Andrew Ferguson of Time magazine explained why.
The size of the nonmilitary, nonpostal federal workforce has stayed relatively stable since the 1960s. What has changed is not the government payroll but the number of government contractors. It’s estimated that, thanks to massive outsourcing over the past 20 years by the Clinton and Bush administrations, there are two government contractors for every worker directly employed by the government. Federal contracting is the region’s great growth industry. A government contractor can even hire contractors for help in getting more government contracts. You could call those guys government-contract contractors.
Which means government hasn’t shrunk; it’s just changed clothes (and pretty nice clothes they are). The contractors are famous for secrecy; many have job titles that are designed to bewilder. What is it, after all, that an analyst, a facilitator, a consultant, an adviser, a strategist actually does to earn his or her paycheck? Champions of the capital’s Shangri-la economy like to brag of Washington’s knowledge workers.
Peter Corbett isn’t so sure about the wisdom of D.C.’s version of the knowledge economy. Corbett heads a social-media marketing company, with corporate clients that have famous names. Most of his work involves nonprofit foundations that have flocked to Washington to be close to the fount of grants and tax breaks. He did a single project for the federal government and then swore it off for good. He describes his first meeting at the Pentagon. “There are 12 people sitting around the table,” he says. “I didn’t know eight of them. I said, ‘Who are you?’ They say, ‘I’m with Booz Allen.’ ‘I’m with Lockheed.’ ‘I’m with CACI.’ ‘ But why are you here?’ ‘ We’re consultants on your project.’ I said, ‘You are?’ They were charging the government $300 an hour, and I had no idea what they were doing, and neither did they. They were just there. So I just ignored them and did my project with my own people.”

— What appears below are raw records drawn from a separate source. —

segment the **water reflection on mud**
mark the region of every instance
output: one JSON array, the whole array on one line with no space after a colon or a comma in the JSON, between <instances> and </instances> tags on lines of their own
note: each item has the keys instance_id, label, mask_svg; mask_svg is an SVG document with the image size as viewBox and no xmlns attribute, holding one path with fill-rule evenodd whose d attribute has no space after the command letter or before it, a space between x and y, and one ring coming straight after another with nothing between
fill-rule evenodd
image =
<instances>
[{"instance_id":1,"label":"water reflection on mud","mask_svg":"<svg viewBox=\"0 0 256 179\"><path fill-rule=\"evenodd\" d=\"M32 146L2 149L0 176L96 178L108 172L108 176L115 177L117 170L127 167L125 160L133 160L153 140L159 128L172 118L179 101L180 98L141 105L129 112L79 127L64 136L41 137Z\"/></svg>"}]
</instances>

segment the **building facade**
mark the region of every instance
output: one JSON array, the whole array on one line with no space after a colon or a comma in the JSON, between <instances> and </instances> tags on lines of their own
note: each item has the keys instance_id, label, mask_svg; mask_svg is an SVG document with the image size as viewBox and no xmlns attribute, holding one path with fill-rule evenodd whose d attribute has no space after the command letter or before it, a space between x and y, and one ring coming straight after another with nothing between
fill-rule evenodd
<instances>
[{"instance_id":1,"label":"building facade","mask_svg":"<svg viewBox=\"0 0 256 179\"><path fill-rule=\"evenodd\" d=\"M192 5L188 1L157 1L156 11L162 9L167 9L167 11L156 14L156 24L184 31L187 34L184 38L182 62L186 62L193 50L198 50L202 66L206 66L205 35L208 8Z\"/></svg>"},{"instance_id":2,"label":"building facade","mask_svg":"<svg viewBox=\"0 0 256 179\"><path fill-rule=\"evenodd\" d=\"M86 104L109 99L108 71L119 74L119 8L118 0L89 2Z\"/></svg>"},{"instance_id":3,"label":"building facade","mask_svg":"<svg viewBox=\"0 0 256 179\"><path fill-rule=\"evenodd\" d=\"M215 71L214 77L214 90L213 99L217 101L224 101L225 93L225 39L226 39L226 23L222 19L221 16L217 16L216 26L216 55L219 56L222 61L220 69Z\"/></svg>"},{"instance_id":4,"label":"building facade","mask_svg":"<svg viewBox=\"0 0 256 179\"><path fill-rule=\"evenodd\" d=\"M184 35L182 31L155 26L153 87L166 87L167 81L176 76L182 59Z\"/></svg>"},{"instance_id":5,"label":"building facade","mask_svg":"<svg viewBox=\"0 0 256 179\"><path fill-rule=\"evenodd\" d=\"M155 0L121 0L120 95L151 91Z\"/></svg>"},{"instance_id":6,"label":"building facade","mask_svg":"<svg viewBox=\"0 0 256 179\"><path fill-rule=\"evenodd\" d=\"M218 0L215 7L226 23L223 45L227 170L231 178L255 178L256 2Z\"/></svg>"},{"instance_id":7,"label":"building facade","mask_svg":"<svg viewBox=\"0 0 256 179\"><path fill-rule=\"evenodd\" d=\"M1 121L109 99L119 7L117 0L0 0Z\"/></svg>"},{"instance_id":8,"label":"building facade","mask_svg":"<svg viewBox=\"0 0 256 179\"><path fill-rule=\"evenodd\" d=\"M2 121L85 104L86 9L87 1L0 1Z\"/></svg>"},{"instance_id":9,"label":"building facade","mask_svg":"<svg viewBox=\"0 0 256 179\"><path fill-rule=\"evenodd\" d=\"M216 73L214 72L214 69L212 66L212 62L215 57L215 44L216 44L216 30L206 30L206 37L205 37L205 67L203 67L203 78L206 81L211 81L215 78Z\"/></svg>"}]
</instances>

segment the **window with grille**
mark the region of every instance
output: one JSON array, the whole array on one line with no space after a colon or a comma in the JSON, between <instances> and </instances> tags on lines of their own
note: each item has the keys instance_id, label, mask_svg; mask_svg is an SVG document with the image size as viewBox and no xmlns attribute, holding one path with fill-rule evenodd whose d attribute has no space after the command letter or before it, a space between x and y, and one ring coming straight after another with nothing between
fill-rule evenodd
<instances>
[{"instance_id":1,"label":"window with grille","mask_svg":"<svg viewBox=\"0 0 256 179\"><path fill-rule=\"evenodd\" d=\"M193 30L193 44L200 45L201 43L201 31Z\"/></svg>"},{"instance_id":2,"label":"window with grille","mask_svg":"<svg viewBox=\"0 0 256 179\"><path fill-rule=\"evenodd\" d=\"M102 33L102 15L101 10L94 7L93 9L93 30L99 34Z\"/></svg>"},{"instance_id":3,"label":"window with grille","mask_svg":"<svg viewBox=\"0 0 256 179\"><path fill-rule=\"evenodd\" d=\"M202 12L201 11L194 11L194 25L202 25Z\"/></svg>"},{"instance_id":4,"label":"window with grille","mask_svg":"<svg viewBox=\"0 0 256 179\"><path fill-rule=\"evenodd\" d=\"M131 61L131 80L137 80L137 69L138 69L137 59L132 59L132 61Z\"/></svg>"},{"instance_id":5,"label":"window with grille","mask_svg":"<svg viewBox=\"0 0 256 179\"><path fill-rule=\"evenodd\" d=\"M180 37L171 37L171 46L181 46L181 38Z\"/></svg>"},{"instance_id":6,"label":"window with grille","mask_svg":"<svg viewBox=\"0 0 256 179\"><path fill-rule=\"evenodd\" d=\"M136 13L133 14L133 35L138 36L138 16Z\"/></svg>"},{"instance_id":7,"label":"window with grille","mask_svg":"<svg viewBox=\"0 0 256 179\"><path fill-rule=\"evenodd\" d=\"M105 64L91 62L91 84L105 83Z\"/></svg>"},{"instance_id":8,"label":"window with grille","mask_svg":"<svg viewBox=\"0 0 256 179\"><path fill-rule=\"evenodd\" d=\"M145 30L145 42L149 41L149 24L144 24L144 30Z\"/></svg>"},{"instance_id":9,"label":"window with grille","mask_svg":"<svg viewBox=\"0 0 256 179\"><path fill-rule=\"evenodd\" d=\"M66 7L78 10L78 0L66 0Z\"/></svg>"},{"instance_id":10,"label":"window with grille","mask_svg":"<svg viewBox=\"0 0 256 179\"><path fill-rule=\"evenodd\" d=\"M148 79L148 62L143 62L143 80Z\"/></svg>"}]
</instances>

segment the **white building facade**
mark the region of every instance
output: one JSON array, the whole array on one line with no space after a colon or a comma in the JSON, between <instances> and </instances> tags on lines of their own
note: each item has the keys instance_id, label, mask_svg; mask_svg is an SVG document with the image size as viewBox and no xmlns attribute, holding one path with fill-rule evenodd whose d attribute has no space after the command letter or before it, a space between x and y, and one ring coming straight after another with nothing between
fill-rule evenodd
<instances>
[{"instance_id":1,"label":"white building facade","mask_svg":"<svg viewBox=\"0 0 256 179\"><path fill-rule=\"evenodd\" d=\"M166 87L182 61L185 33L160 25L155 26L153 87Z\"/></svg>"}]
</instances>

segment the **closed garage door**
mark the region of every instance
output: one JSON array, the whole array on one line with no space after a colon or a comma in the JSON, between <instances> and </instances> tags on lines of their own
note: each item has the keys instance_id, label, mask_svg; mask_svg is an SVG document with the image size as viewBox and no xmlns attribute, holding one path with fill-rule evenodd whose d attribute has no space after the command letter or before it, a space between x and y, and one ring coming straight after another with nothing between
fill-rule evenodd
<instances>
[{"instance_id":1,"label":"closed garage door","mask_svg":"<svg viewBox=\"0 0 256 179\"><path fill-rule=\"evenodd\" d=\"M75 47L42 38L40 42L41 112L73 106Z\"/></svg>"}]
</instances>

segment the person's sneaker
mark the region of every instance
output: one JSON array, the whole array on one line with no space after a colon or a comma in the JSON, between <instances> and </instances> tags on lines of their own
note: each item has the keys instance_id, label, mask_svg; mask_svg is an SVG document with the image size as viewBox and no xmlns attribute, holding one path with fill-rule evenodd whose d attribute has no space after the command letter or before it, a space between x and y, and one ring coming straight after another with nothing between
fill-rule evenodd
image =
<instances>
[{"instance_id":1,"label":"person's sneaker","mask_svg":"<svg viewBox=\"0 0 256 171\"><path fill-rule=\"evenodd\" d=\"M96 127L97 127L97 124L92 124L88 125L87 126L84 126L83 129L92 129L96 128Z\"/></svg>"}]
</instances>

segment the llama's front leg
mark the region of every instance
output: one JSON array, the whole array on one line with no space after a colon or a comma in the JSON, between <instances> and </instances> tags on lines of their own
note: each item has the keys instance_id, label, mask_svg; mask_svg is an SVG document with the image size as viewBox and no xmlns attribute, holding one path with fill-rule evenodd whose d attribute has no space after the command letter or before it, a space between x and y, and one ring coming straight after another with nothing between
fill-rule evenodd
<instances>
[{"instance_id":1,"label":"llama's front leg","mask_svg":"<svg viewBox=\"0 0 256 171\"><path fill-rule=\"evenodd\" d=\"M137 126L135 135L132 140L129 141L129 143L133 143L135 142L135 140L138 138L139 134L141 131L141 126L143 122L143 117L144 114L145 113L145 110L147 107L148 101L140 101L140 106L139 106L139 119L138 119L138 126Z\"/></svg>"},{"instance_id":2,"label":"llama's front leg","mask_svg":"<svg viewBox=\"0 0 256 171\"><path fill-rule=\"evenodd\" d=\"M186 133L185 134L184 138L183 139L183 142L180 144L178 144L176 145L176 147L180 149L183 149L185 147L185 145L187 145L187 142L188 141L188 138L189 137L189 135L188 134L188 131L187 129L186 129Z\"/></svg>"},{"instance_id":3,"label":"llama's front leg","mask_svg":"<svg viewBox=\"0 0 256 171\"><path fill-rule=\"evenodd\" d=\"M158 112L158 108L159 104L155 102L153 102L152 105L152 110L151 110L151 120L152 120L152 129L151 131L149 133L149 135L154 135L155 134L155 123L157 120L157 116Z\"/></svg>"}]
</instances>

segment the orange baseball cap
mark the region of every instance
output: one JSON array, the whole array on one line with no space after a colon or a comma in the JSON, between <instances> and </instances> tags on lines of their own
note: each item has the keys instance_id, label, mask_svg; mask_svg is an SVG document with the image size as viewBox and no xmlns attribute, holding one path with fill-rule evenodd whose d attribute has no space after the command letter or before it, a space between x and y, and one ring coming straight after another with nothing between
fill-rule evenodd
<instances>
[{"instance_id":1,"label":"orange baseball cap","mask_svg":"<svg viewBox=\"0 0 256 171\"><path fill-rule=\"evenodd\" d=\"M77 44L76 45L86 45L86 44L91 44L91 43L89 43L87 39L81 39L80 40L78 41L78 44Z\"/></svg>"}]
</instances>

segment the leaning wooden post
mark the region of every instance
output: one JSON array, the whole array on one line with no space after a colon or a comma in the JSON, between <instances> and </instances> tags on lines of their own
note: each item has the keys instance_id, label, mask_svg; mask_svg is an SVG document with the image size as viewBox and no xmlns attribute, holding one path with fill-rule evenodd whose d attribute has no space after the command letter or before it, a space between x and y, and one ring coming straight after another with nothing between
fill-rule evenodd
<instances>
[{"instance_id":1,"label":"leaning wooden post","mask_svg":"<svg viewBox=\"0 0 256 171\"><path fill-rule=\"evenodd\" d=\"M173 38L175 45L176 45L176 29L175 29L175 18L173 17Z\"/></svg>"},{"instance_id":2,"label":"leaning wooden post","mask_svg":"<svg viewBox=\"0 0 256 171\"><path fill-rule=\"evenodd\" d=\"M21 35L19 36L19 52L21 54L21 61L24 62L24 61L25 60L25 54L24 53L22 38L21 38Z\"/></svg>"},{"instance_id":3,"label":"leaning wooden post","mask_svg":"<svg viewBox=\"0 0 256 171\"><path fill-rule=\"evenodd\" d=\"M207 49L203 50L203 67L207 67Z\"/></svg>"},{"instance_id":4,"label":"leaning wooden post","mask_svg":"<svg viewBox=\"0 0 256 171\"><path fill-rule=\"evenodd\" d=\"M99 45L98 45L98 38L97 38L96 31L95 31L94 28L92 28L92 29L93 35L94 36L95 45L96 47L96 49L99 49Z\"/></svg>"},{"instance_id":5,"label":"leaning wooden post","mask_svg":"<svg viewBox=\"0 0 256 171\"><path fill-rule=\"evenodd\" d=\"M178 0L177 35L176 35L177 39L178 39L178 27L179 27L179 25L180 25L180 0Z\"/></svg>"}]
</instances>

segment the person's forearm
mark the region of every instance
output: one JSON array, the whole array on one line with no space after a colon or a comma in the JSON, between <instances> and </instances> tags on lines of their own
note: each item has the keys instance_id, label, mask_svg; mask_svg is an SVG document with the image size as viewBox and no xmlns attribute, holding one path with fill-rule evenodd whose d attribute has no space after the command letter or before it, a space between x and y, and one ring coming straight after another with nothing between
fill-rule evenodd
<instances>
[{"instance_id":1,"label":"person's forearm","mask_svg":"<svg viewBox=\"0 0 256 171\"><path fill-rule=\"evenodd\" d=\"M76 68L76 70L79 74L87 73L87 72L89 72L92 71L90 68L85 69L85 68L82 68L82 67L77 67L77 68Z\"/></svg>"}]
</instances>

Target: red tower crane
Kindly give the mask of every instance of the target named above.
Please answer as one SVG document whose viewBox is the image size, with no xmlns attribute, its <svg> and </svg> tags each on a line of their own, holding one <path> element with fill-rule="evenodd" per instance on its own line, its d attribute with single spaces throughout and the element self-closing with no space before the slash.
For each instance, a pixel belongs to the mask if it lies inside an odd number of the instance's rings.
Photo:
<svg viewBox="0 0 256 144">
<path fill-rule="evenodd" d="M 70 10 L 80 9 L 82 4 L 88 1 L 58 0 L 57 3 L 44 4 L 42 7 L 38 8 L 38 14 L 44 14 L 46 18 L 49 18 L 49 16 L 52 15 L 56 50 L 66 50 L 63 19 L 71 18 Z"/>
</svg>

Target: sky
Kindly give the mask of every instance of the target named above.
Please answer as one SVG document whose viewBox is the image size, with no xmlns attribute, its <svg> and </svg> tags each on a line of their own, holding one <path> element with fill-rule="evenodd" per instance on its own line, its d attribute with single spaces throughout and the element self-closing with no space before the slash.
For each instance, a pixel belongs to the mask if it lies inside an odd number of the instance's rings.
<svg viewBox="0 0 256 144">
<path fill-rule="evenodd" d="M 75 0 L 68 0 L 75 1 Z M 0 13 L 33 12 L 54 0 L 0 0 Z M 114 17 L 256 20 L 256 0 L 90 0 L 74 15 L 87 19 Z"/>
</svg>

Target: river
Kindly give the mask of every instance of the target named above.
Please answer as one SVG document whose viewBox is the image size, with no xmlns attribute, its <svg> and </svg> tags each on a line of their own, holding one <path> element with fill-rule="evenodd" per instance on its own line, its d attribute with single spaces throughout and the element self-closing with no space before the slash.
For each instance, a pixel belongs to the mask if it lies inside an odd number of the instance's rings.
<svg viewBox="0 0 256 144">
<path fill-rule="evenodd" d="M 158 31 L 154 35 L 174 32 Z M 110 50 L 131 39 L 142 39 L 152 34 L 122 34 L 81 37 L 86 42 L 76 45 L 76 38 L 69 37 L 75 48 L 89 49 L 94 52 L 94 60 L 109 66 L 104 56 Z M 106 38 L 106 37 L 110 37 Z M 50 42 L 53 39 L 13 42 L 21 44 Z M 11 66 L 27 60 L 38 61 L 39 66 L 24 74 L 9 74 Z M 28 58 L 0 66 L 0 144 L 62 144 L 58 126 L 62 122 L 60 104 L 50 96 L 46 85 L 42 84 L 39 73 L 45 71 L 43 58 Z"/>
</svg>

Aside from its wealth, the single defining feature of über-Washington is its youth. Most of the people who have moved to Washington since 2006 have been under 35; the region has the highest percentage of 25-to-34-year-olds in the U.S. “We’re a mecca for young people,” [economist Stephen] Fuller [of George Mason University] says. One recent arrival says word has gotten out to new graduates that Washington is where the work is. “It’s a place where a liberal-arts major can still get a job,” she says, “because you don’t need a particular skill.”
[Later] I am not anti-government, as anybody who reads this web log will know. We need letter carriers, school teachers, firefighters, public health nurses and a whole range of other public servants who do actual work. Most of them are less well compensated, by a long shot, than the people Ferguson described in his article.